Pivot tables get a bad rap for being complicated and hard to understand. They make more sense once you start with a question. Here are a few: How many employees does each department have? How much total salary is paid by each department? What’s the median salary for each department?
If the question sounds like “What is the <summary of variable> for each <category>?”, the answer is probably a pivot table.
Let’s do it! Create a pivot table from “data” menu, then add your <category> — in our case, department — as the rows:
Now we can count the number of employees per department using the curiously named “COUNTA” summary function:
Why did we use “COUNTA”? Some of it is practice: Experience and some searching reveals COUNTA counts the number of values.
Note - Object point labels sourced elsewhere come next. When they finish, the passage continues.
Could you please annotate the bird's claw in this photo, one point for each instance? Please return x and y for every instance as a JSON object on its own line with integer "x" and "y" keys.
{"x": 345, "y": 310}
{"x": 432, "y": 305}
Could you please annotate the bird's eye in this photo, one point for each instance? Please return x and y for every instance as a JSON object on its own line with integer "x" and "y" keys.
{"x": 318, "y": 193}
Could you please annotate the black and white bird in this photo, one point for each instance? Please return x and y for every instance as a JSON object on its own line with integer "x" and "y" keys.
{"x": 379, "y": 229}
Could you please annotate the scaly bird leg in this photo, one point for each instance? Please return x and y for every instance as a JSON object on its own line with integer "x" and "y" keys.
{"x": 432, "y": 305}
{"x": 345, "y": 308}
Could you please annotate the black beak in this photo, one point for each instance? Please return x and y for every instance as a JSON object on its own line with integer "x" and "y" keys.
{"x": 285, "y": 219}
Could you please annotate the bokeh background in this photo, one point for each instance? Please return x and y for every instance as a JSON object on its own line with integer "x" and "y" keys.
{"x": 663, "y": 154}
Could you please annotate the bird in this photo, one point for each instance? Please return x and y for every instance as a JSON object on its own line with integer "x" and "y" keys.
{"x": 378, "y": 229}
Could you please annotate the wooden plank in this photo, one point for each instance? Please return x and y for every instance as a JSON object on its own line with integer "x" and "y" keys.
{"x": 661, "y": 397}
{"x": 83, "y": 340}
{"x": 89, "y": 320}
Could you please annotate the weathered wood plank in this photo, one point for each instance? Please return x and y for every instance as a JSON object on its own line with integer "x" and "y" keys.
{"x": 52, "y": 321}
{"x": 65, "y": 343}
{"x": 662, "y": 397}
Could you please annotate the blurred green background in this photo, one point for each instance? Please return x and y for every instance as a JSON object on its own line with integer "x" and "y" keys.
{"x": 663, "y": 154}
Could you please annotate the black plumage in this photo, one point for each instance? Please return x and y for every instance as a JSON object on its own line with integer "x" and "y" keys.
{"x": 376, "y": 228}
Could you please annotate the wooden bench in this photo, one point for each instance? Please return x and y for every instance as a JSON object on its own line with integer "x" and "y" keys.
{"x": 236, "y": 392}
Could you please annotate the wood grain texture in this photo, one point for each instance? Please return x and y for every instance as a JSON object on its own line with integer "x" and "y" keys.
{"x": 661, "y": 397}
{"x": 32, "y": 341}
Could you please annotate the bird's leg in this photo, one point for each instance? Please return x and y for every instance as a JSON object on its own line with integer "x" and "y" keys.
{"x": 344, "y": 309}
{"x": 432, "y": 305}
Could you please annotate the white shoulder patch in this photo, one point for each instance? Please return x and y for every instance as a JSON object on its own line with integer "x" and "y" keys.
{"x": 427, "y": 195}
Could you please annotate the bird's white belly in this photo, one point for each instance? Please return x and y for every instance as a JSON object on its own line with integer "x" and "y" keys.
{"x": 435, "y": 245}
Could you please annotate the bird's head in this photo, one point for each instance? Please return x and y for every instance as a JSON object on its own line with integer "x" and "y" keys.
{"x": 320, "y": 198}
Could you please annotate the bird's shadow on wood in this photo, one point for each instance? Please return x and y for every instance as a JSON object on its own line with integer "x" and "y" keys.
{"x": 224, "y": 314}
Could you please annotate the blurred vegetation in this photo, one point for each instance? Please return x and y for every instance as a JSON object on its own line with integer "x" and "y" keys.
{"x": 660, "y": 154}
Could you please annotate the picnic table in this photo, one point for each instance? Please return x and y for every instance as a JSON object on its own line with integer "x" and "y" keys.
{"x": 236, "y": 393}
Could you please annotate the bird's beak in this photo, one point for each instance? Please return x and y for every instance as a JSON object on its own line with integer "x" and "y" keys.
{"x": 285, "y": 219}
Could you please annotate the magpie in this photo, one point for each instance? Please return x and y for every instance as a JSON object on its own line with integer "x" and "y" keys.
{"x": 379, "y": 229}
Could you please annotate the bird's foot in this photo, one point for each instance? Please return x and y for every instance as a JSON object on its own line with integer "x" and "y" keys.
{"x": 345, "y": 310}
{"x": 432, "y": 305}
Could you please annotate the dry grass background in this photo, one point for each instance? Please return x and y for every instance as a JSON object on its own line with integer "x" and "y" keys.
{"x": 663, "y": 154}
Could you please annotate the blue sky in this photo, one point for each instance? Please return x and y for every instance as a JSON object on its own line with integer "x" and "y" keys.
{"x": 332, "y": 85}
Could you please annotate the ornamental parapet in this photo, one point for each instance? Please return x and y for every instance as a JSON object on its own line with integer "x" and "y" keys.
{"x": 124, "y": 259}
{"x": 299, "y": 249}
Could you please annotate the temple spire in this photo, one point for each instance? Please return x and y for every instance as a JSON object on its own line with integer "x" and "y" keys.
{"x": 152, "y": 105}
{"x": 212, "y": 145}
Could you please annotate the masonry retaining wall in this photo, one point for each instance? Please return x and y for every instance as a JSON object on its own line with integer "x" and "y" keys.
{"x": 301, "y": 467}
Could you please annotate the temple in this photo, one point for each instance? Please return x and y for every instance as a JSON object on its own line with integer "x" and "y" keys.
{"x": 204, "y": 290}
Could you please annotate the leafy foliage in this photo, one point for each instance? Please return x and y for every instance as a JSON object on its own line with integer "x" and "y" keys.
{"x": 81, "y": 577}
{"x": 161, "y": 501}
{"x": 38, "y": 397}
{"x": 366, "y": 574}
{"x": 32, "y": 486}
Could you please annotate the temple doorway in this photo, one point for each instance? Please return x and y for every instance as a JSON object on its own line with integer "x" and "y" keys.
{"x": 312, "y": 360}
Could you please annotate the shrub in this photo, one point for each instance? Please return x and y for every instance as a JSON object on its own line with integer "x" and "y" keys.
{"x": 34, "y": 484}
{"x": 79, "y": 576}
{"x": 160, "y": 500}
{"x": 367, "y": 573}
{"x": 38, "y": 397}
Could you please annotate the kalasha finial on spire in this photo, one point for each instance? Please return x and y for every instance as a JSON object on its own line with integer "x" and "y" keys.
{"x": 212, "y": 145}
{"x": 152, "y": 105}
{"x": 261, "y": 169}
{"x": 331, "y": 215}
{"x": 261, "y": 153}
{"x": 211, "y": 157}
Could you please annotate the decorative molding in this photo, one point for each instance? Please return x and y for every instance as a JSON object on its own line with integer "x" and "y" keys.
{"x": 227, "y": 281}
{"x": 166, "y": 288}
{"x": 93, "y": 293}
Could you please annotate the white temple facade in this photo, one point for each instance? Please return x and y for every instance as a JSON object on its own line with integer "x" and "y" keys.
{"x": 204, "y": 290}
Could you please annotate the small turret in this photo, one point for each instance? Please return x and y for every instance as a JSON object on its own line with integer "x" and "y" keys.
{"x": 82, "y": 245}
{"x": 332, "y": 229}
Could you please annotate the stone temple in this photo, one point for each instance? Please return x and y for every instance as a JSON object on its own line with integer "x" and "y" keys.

But some is experimentation. There’s no single way to analyze this data — this is a fundamentally experimental process.
Wash, rinse, repeat to play around with different types of summaries:
These summary numbers are useful for understanding scale and providing context.
In this case, we see that the Chicago Police Department spends over a billion dollars just on salaries. That’s more than double the total salary expenditure of the Fire Department, the next biggest spender.
We also see that “DoIT” (Department of Innovation and Technology, something else you’ll need to look up and confirm) employees have the highest median salary. This is another potential story or bit of context for your reporting.
Copy your pivot tables to a new sheet
Pivot tables may be powerful, but they are a real pain to sort and analyze like we did at the beginning. In fact, trying to sort can cause your pivot table to get a little funky. You can get around this by copying and pasting them to a new sheet. When you paste, you must select “paste values” or you’ll simply recreate the pivot table and the funky sorting that comes with it.
Express counts as a percentage of the whole
Police and fire salary spending seem like awfully impressive numbers, but how do they compare to the whole? Once you’ve copied your pivot table to a new sheet, some basic formulas can give insight.
Now you can format, sort, and sum your summary sheet:
This lets you include sentences like “the Fire Department’s $423 million dollar salary budget represents over 17% of salaries paid by the city”.
With independent research, we can also put the salary in the context of the larger budget. Chicago’s total budget in 2014 was about $7 billion. $2.43b / $7b = 0.347. Therefore salaries accounted for about 35% of the total city budget in 2014.
David Eads is a news application developer on the NPR Visuals team.